Tempers flare among migrants on Kos as they wait to be processed by Greek officials
Migrants on the Greek island of Kos have brawled with each other as tempers flared while they waited to be processed aboard a passenger ship moored nearby.
The ship has sat empty since it arrived more than 24 hours ago.
The migrants, a group of about 50 migrants from Afghanistan, Pakistan and Iran, threw stones and exchanged blows with each other in the intense mid-summer heat as they waited outside the island's main police station.
Riot police stood by, but did not intervene.
In the quayside The Eleftherios Venizelos, a passenger ship chartered to house and process refugees, has sat empty for the past day.

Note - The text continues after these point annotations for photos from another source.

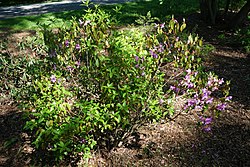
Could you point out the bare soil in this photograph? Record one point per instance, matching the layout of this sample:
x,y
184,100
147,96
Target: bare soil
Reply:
x,y
175,142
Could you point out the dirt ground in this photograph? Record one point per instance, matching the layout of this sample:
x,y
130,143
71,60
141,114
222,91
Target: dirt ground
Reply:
x,y
172,143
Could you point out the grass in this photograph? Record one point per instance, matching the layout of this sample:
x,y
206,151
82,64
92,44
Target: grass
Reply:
x,y
23,2
129,13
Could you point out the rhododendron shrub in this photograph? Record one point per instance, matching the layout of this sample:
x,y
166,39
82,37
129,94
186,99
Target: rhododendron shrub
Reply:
x,y
98,84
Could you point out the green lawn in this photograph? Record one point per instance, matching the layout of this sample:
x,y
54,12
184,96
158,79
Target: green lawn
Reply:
x,y
129,13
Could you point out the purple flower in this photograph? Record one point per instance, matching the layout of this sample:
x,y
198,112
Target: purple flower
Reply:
x,y
215,88
66,43
206,93
172,87
191,102
221,106
207,129
210,100
81,22
208,121
209,83
78,63
87,22
162,25
53,78
54,67
229,98
69,68
82,141
161,101
188,71
143,58
78,46
221,81
153,54
53,54
190,85
160,49
177,39
142,68
198,107
136,58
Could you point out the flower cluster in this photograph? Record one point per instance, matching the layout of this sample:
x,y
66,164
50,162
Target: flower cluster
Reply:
x,y
200,96
206,123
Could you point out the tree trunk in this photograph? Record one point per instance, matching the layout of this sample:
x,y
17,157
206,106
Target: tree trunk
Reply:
x,y
227,6
241,15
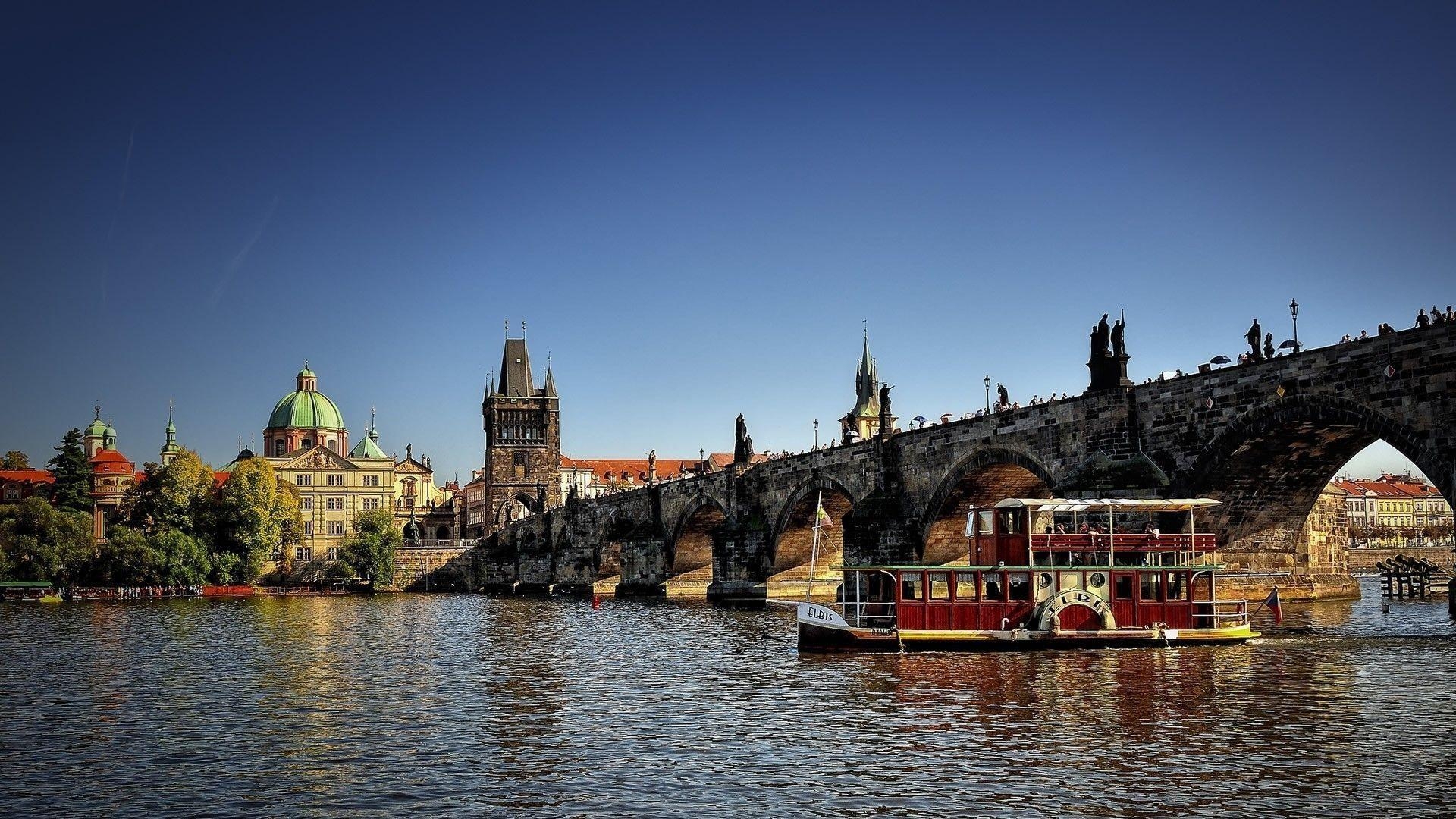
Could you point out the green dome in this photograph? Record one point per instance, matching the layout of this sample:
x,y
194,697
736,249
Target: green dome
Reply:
x,y
369,447
306,409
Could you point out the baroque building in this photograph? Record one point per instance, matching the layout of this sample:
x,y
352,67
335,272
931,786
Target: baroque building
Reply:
x,y
522,472
309,447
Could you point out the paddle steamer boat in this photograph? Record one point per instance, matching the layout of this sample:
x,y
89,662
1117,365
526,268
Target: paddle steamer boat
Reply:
x,y
1041,573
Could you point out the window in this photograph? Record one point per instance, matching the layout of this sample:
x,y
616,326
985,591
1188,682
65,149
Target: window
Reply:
x,y
993,588
965,585
1149,586
1018,586
1177,589
940,586
910,588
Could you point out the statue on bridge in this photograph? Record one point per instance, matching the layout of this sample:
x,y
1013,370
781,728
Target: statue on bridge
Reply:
x,y
1109,356
742,442
1103,335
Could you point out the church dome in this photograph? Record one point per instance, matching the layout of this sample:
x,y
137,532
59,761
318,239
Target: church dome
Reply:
x,y
306,407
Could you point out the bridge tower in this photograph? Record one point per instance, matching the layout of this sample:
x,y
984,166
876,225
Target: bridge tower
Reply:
x,y
522,439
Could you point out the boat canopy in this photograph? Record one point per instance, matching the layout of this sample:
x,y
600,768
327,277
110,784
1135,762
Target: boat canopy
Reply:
x,y
1104,504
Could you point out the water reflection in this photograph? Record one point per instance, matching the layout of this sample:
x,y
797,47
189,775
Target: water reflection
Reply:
x,y
462,704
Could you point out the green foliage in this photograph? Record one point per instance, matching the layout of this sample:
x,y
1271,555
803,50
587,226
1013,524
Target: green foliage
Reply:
x,y
255,516
72,469
370,551
178,496
228,569
184,558
127,558
42,542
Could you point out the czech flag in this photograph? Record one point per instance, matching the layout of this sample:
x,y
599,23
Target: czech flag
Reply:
x,y
1273,605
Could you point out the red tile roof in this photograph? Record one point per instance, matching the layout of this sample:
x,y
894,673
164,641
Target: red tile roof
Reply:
x,y
28,475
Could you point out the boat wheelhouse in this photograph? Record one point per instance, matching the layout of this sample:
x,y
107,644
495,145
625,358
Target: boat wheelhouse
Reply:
x,y
1043,573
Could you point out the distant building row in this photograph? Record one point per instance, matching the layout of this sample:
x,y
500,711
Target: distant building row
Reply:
x,y
1397,502
308,445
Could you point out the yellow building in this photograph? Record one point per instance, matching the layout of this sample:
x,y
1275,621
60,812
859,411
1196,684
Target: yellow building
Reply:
x,y
305,442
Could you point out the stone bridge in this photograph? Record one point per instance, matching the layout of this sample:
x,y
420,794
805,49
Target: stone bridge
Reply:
x,y
1261,438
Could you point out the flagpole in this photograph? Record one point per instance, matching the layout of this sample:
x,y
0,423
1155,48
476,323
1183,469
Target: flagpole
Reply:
x,y
819,504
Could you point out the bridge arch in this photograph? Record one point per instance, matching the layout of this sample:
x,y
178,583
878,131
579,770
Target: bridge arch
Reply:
x,y
792,550
691,545
979,479
1270,464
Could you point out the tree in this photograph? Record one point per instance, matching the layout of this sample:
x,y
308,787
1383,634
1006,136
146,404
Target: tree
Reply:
x,y
127,558
182,558
370,551
44,542
254,516
72,469
178,496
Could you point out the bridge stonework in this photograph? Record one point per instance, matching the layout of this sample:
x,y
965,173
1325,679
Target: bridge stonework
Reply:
x,y
1264,439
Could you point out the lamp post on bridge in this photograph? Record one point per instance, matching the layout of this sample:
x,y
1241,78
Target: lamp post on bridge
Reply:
x,y
1293,315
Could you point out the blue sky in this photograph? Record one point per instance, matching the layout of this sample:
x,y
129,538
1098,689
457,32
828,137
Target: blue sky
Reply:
x,y
692,207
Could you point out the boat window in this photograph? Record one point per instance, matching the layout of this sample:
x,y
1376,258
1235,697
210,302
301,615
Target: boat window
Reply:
x,y
965,585
1123,588
910,588
940,586
1149,591
1011,522
995,591
1018,585
983,522
1177,588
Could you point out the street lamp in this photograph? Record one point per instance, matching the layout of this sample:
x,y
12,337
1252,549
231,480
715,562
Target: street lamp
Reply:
x,y
1293,315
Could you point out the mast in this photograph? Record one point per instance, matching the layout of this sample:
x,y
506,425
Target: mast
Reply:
x,y
819,504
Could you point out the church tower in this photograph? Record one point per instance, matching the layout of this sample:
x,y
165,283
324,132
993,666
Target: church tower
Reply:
x,y
522,439
862,423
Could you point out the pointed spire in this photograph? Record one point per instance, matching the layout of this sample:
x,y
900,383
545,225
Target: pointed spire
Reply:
x,y
551,379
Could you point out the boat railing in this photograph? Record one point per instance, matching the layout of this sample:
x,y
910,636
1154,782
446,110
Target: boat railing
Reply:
x,y
865,614
1220,614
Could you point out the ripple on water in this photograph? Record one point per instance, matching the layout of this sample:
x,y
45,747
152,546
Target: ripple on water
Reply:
x,y
460,704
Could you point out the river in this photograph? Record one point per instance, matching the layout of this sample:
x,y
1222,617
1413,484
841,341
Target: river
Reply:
x,y
495,706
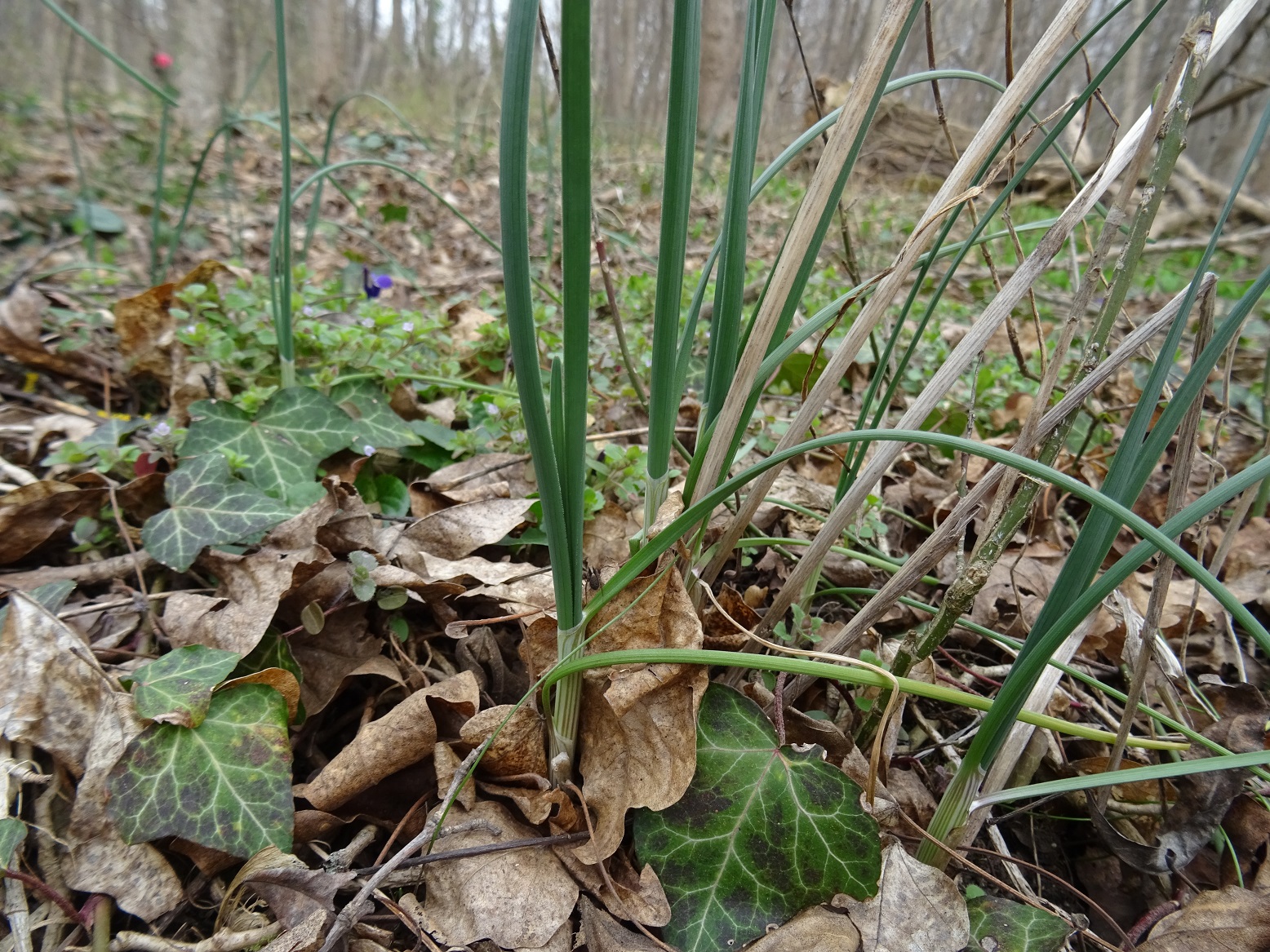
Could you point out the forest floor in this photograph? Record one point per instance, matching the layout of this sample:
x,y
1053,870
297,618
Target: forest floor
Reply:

Even once it begins operation, the migrants have little chance of getting aboard the ship as priority will be given to Syrians, who are treated as refugees as they are fleeing their country's civil war and have greater rights under international law than economic migrants.
The Eleftherios Venizelos is a car ferry belonging to ANEK Lines which operates routes to the Greek islands and across the Adriatic to Italy.
Early on Saturday, about 300 Syrians had gathered on the quayside in the hope of getting aboard the ship.
About 2,500 people are due to be housed and processed on it when it begins operations.
Nearly a quarter of a million migrants have crossed the Mediterranean to Europe this year, according to the International Organisation for Migration.
Of these, about half have come to the Greek islands, with numbers surging in the summer when calmer weather makes the crossing marginally less risky.